This book highlights the diverse methods needed to study a complex media environment, and the nuance and richness of the understanding gained by doing so, by offering examples of political communication research considering multiple platforms simultaneously.
Political communication research that considers multiple media platforms is difficult and expensive to perform, and therefore relatively rare. Yet studying media platforms in isolation ignores the realities of the varied and complicated contemporary media experience, where most individuals consume information from multiple media outlets. Media platforms, from traditional outlets such as newspapers and television to newer online platforms such as social media, have proliferated in recent years. This makes the media environment itself more complex, as classic understandings of how the media function give way to a growing recognition of the hybrid media system, where divisions between content and producers are opaque, and where information is gleaned from increasingly diverse and numerous sources.
Studying political communication across platforms allows better understanding of which types of experiences and effects are universal, and which are specific to particular platforms.

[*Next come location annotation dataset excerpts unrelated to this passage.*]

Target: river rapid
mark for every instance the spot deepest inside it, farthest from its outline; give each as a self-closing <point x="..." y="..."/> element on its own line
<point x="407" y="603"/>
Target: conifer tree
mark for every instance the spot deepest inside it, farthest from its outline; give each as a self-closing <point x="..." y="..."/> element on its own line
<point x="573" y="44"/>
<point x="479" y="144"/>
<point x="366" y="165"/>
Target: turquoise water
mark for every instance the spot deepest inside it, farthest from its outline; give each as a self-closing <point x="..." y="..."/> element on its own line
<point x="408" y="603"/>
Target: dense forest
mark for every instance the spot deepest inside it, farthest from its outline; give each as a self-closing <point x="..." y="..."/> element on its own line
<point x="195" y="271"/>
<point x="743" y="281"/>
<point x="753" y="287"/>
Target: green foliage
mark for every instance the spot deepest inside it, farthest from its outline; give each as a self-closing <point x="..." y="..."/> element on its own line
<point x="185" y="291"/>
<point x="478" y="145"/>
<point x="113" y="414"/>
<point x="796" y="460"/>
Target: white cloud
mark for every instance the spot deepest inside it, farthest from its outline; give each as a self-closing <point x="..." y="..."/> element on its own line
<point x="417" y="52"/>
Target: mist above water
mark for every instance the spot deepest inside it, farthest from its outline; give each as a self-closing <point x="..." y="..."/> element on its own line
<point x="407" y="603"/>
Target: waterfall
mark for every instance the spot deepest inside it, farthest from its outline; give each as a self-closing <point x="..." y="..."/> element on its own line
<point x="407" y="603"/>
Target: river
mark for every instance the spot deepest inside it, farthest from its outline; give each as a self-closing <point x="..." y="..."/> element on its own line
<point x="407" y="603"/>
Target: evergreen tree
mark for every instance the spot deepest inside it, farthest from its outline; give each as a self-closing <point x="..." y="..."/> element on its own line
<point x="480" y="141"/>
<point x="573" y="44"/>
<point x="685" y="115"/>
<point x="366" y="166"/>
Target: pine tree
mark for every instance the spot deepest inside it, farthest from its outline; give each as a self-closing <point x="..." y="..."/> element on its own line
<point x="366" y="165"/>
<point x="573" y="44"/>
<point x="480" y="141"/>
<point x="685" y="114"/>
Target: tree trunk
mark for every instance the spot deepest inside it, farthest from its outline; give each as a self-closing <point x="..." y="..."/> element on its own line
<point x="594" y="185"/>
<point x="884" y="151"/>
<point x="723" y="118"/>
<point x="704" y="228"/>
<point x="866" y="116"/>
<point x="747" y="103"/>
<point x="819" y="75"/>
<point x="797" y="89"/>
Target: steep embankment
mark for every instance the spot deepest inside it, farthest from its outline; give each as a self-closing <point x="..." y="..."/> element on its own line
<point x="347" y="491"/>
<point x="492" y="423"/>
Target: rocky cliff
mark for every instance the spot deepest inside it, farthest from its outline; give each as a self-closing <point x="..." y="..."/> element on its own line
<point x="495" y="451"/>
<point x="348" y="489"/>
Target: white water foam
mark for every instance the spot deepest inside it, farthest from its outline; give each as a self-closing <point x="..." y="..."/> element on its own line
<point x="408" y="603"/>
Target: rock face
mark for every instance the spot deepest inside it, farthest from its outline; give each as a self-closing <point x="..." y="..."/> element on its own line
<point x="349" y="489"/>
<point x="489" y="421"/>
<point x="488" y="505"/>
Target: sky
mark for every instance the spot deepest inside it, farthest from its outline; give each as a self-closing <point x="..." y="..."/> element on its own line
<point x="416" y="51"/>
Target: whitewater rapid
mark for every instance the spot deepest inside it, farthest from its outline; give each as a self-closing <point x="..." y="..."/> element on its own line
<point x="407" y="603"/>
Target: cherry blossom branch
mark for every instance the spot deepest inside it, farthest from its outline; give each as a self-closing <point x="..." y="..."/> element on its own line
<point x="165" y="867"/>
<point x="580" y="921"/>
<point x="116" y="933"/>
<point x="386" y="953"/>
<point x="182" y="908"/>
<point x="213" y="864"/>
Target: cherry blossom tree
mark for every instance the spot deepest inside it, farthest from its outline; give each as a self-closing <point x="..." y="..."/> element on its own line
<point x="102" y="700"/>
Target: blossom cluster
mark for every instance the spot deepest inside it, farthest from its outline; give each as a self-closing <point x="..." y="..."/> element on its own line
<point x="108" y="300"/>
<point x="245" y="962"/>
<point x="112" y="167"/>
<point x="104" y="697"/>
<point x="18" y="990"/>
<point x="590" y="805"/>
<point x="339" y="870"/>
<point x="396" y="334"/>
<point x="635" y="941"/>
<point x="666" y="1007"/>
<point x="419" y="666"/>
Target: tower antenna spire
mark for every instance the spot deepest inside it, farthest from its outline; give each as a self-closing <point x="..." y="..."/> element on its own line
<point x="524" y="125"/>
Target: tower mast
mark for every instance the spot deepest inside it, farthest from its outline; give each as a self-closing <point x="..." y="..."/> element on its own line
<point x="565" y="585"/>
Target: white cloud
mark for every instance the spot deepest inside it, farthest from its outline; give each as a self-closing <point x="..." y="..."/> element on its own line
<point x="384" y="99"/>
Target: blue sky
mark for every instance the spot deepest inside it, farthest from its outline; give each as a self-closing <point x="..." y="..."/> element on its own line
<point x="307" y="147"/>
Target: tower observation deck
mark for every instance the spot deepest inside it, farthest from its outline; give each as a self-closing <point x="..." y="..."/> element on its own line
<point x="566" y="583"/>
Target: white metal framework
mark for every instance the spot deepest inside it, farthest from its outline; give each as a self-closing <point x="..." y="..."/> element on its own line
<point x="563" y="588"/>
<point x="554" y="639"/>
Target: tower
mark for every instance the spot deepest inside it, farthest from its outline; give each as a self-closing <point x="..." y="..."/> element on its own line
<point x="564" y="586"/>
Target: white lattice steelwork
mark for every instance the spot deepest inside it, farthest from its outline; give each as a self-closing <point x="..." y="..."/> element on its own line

This book was originally published as a special issue of Political Communication.
Table of Contents
1. Studying Politics Across Media 2. In Their Own Words: Political Practitioner Accounts of Candidates, Audiences, Affordances, Genres, and Timing in Strategic Social Media Use 3. Issue Consistency? Comparing Television Advertising, Tweets, and E-mail in the 2014 Senate Campaigns 4. Election Campaigning on Social Media: Politicians, Audiences, and the Mediation of Political Communication on Facebook and Twitter 5. Learning From News on Different Media Platforms: An Eye-Tracking Experiment 6. Platforms for Incivility: Examining Perceptions Across Different Media Formats 7. Ties, Likes, and Tweets: Using Strong and Weak Ties to Explain Differences in Protest Participation Across Facebook and Twitter Use
Leticia Bode is an Associate Professor in the Communication, Culture, and Technology Master’s Program at Georgetown University, Washington, D.C., USA. Her work lies at the intersection of communication, technology, and political behavior, emphasizing the role communication and information technologies may play in the acquisition, use, effects, and implications of political information.
Emily K. Vraga is an Associate Professor in the Department of Communication at George Mason University, Fairfax, USA. She researches how individuals process information about contentious political, scientific, and health issues in digital media, and tests methods to correct misinformation, limit biased processing, and encourage attention to diverse content.